The numerical simulations also enabled us to investigate dependences of the radiation-pressure and transverse forces on the shape of the cantilever (see Supplementary Fig. 5). In particular, varying the cantilever width w (that is, its area) we found that the longitudinal force Fpress grows near-linearly with w, which reflects its usual radiation-pressure nature related to the planar surface of the cantilever. In contrast to this, the transverse force F approximately saturates after w reaches a few wavelengths. This means that the weak spin-dependent force associated with the Belinfante spin momentum is not a pressure force, but rather an edge effect related to wave diffraction on the vertical edges of the cantilever. Indeed, one can show analytically that the transverse force vanishes for an infinite lamina without edges aligned with the (x, z)-plane: Fy = 0. This is in extreme contrast to the infinite radiation-pressure force for the same lamina in the (y, z)-plane: Fzpress = . This proves that the spin momentum does not exert the usual radiation pressure on planar objects. Nonetheless, it can be detected (as we do in this work) owing to its weak interaction with the edges of finite-size probes.

To conclude, our results re-examine one of the most basic properties of light: optical momentum and its manifestations in light–matter interactions. In contrast to numerous previous studies, which involved radiation pressure forces in the direction of propagation of light or trapping forces along the intensity gradients, we have observed, orthogonal to both of these directions, the extraordinary optical momentum and force. Remarkably, the transverse Belinfante momentum and force are determined by the spin (circular polarization) of light rather than by its wavevector. Our results demonstrate that the canonical and spin momenta, forming the Poynting vector within field theory, manifest themselves very differently in interactions with matter. This offers a new paradigm for studies and applications involving optical momentum and its manifestations in light–matter interactions3,4,5,6.

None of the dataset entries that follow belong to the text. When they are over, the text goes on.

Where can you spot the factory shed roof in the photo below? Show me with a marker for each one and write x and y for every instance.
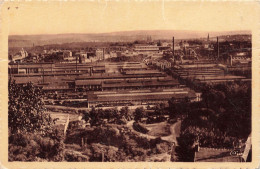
(214, 155)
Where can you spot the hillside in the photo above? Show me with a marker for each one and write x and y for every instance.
(124, 36)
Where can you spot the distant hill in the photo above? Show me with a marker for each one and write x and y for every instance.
(124, 36)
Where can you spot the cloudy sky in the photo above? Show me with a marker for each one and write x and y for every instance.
(103, 16)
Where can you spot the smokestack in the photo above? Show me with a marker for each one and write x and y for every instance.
(218, 46)
(173, 47)
(76, 63)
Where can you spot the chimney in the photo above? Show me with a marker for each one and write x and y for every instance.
(218, 46)
(173, 47)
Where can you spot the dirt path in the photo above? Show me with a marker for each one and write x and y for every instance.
(174, 129)
(175, 132)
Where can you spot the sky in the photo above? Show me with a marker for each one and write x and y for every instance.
(46, 17)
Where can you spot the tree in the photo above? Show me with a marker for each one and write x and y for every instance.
(32, 135)
(26, 110)
(138, 114)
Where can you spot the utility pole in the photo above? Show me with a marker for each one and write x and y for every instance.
(76, 63)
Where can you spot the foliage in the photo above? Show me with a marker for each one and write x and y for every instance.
(32, 136)
(26, 110)
(35, 147)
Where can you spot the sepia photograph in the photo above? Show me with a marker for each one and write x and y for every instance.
(114, 81)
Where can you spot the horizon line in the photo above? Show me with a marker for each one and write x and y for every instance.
(131, 31)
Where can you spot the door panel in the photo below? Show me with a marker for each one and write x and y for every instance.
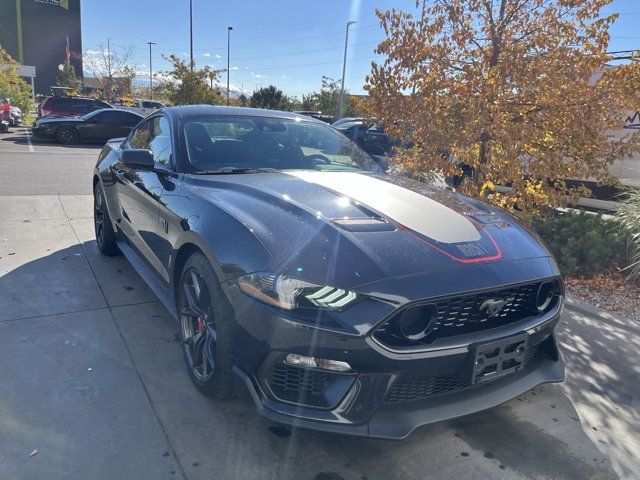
(140, 193)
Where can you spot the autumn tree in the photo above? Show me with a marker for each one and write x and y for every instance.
(517, 92)
(12, 86)
(111, 67)
(269, 97)
(188, 85)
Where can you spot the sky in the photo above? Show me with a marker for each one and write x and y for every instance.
(288, 43)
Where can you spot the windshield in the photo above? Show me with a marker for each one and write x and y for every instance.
(218, 142)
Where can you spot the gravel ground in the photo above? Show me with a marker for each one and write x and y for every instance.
(610, 293)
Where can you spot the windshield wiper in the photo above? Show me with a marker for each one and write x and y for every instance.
(234, 170)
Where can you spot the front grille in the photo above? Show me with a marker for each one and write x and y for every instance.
(424, 388)
(295, 380)
(466, 314)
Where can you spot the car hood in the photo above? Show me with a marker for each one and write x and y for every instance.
(347, 229)
(54, 119)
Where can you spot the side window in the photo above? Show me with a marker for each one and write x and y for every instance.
(155, 135)
(129, 119)
(160, 142)
(106, 117)
(140, 136)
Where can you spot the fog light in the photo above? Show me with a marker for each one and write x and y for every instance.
(417, 322)
(313, 362)
(546, 294)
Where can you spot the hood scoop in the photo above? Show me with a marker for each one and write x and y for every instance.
(365, 224)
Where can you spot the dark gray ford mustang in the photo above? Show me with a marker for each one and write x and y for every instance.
(308, 281)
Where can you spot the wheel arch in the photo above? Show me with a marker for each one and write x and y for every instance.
(67, 126)
(190, 246)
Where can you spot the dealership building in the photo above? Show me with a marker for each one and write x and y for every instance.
(36, 34)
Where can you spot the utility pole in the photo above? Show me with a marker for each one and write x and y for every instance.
(109, 57)
(109, 68)
(344, 68)
(191, 32)
(228, 59)
(150, 71)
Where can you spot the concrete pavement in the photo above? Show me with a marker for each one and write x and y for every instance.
(92, 377)
(59, 170)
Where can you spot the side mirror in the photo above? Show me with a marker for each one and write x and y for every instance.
(383, 162)
(137, 157)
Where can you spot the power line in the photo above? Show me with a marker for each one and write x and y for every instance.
(279, 42)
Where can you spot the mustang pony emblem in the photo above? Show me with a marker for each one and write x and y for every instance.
(492, 307)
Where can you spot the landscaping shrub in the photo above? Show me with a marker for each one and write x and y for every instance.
(629, 216)
(584, 243)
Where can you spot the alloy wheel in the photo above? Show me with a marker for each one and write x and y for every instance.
(197, 324)
(98, 216)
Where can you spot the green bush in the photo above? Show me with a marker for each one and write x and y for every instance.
(629, 216)
(585, 243)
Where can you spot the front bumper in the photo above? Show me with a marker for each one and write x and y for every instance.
(368, 402)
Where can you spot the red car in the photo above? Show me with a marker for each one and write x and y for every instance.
(5, 114)
(58, 106)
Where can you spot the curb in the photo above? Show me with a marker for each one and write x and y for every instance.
(609, 318)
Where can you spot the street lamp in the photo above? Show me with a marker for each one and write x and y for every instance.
(344, 68)
(228, 56)
(191, 32)
(150, 71)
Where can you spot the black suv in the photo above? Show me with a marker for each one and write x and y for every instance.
(69, 106)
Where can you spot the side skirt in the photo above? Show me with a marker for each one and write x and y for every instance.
(149, 278)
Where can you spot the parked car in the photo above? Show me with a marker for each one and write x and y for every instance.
(15, 117)
(376, 141)
(346, 120)
(142, 107)
(100, 125)
(316, 115)
(5, 114)
(354, 130)
(327, 293)
(63, 106)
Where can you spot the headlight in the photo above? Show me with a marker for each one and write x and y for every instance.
(289, 293)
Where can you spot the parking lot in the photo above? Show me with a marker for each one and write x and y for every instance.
(93, 384)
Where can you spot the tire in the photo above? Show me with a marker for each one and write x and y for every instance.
(206, 328)
(67, 135)
(105, 236)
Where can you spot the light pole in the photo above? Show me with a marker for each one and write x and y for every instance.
(228, 57)
(191, 32)
(150, 72)
(344, 68)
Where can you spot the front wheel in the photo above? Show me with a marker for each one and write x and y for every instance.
(105, 236)
(206, 328)
(67, 135)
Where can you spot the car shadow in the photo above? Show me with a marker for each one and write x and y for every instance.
(538, 434)
(25, 136)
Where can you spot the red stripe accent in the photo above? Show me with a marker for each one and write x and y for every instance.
(497, 256)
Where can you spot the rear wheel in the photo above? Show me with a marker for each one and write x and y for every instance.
(206, 328)
(105, 236)
(67, 135)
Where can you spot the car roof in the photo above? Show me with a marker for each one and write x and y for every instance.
(184, 111)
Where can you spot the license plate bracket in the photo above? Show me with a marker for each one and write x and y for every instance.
(495, 359)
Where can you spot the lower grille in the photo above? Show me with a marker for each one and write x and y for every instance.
(294, 379)
(421, 389)
(308, 386)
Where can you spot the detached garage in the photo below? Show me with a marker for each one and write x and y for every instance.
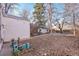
(14, 27)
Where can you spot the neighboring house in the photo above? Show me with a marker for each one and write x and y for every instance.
(13, 27)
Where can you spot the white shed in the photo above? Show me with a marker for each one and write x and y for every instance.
(13, 27)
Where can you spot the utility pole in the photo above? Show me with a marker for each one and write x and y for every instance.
(0, 20)
(74, 29)
(50, 17)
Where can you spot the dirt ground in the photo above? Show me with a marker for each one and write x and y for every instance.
(52, 45)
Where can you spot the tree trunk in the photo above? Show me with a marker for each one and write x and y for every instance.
(74, 29)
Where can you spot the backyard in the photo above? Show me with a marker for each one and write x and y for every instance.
(49, 45)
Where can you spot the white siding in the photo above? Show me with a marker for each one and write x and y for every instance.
(15, 28)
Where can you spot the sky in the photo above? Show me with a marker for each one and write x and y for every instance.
(30, 7)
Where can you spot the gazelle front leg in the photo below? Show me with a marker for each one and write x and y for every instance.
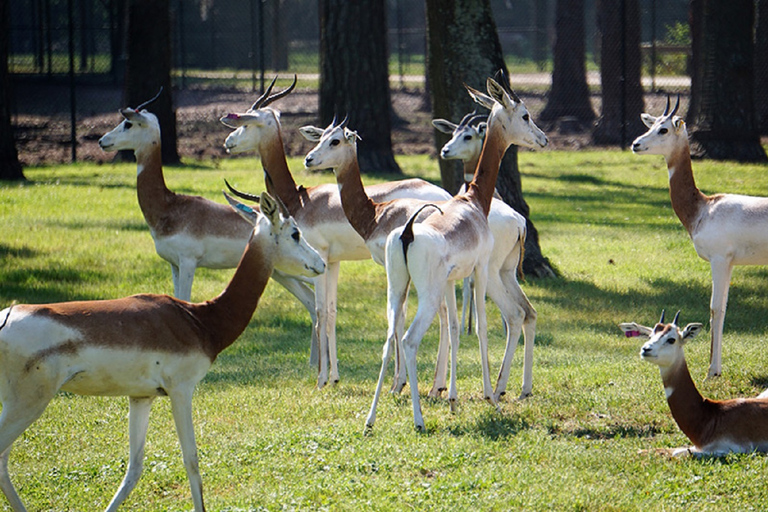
(721, 281)
(138, 421)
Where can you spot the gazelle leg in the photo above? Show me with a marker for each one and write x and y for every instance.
(138, 421)
(721, 280)
(181, 406)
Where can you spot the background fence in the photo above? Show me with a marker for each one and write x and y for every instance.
(67, 62)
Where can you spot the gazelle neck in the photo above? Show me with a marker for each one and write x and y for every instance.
(359, 209)
(686, 198)
(226, 316)
(689, 409)
(273, 160)
(151, 189)
(484, 183)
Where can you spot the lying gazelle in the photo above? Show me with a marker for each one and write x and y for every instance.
(188, 231)
(143, 346)
(453, 243)
(726, 229)
(715, 427)
(337, 148)
(319, 212)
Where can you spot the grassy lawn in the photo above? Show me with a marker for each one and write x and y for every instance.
(268, 440)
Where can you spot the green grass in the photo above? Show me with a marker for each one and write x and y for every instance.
(268, 440)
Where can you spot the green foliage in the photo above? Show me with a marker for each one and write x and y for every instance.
(268, 440)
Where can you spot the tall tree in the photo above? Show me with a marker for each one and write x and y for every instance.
(354, 77)
(463, 47)
(722, 110)
(10, 167)
(569, 95)
(149, 67)
(620, 63)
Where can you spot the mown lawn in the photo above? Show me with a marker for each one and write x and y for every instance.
(269, 440)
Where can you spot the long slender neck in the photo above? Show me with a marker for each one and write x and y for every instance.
(273, 160)
(359, 209)
(151, 189)
(689, 409)
(687, 199)
(226, 316)
(484, 183)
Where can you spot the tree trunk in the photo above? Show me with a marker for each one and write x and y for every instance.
(722, 112)
(354, 77)
(463, 47)
(619, 74)
(569, 96)
(761, 66)
(149, 67)
(10, 167)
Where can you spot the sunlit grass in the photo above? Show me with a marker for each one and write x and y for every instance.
(268, 440)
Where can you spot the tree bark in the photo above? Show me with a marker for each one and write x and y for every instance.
(463, 47)
(569, 95)
(722, 112)
(620, 62)
(10, 167)
(354, 77)
(149, 67)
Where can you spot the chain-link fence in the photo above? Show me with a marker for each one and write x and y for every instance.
(67, 61)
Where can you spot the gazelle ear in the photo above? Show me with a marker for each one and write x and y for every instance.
(633, 330)
(311, 133)
(692, 330)
(480, 98)
(647, 119)
(444, 126)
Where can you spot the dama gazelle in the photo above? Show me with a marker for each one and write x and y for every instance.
(715, 427)
(451, 244)
(726, 229)
(188, 231)
(337, 148)
(319, 212)
(143, 346)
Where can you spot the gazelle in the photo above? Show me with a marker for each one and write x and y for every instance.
(715, 427)
(451, 244)
(143, 346)
(337, 148)
(319, 212)
(188, 231)
(726, 229)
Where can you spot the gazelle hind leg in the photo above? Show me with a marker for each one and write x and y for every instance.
(138, 421)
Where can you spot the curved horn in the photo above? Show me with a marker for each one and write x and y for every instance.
(677, 105)
(258, 102)
(242, 195)
(280, 94)
(150, 101)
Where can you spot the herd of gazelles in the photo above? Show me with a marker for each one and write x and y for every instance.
(146, 346)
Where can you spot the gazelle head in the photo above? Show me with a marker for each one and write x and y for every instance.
(466, 137)
(292, 254)
(664, 133)
(139, 129)
(509, 112)
(336, 145)
(256, 125)
(665, 342)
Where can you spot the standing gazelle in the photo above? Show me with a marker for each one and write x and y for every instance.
(453, 243)
(143, 346)
(715, 427)
(726, 229)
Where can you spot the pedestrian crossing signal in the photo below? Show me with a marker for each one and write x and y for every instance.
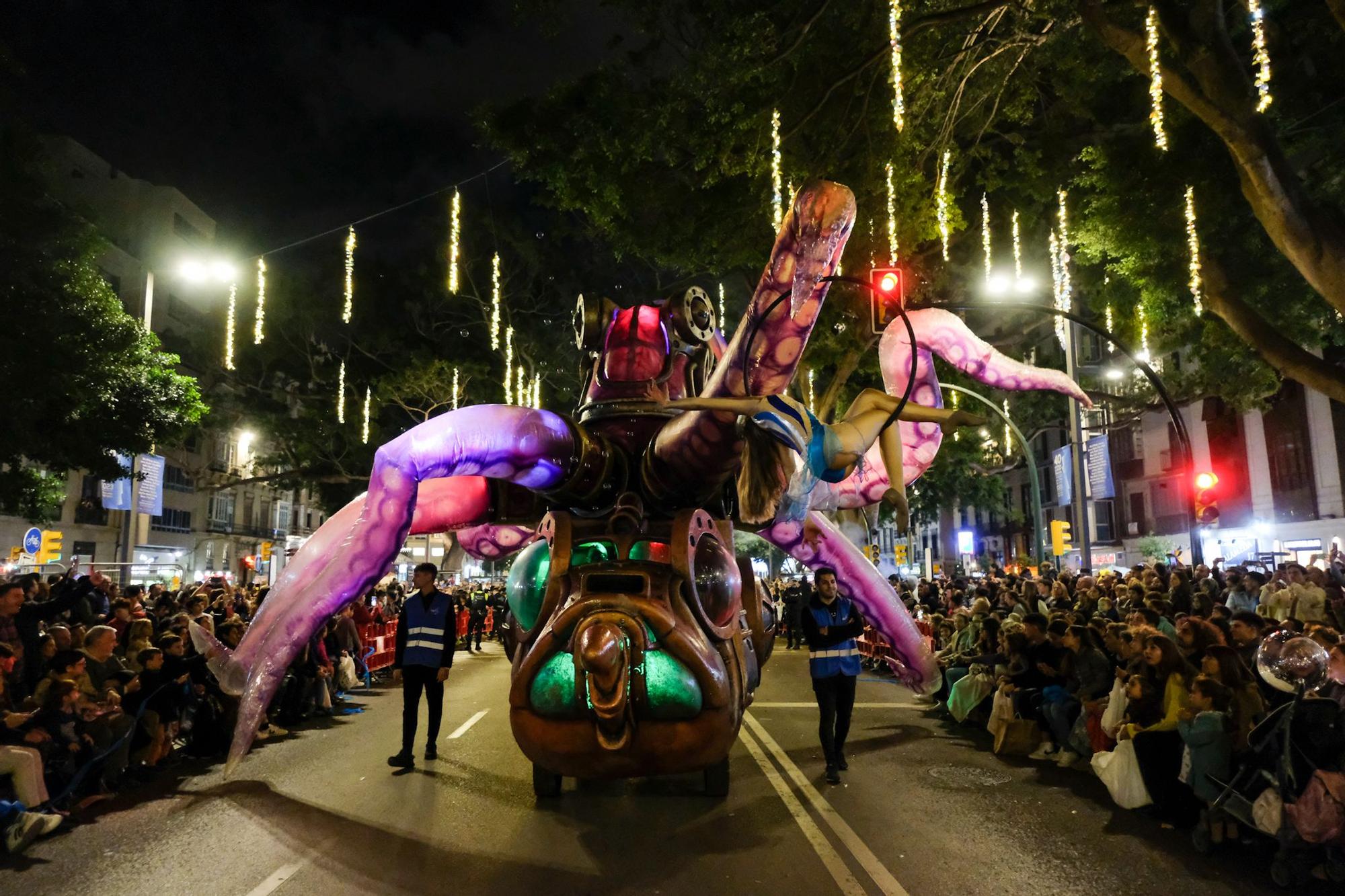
(1061, 542)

Notably, the interplay between the canonical and Belinfante–Poynting momenta is closely related to fundamental quantum and field-theory problems, such as ‘quantum weak measurements of photon trajectories’14,25, ‘local superluminal propagation of light’14,22,23, and the ‘proton spin crisis’ in quantum chromodynamics26. Furthermore, recently, a reconstruction (but not direct measurement) of the longitudinal (σ-independent) Belinfante momentum was reported27, which is associated with non-zero transverse spin density in structured fields7,8. In addition, there has been a strong interest in transverse spin-dependent optical forces near surfaces28,29,30, which, however, originate from various particle–surface interactions rather than from pure field properties.

All these studies reveal intriguing connections between fundamental quantum-mechanical/field-theory problems involving optical momentum/spin, and local light–matter interaction experiments with structured light fields. In this context, the LMFM technique used in our experiment offers a new platform for precision direction-resolved measurements of optical momenta and forces in structured light fields at subwavelength scales.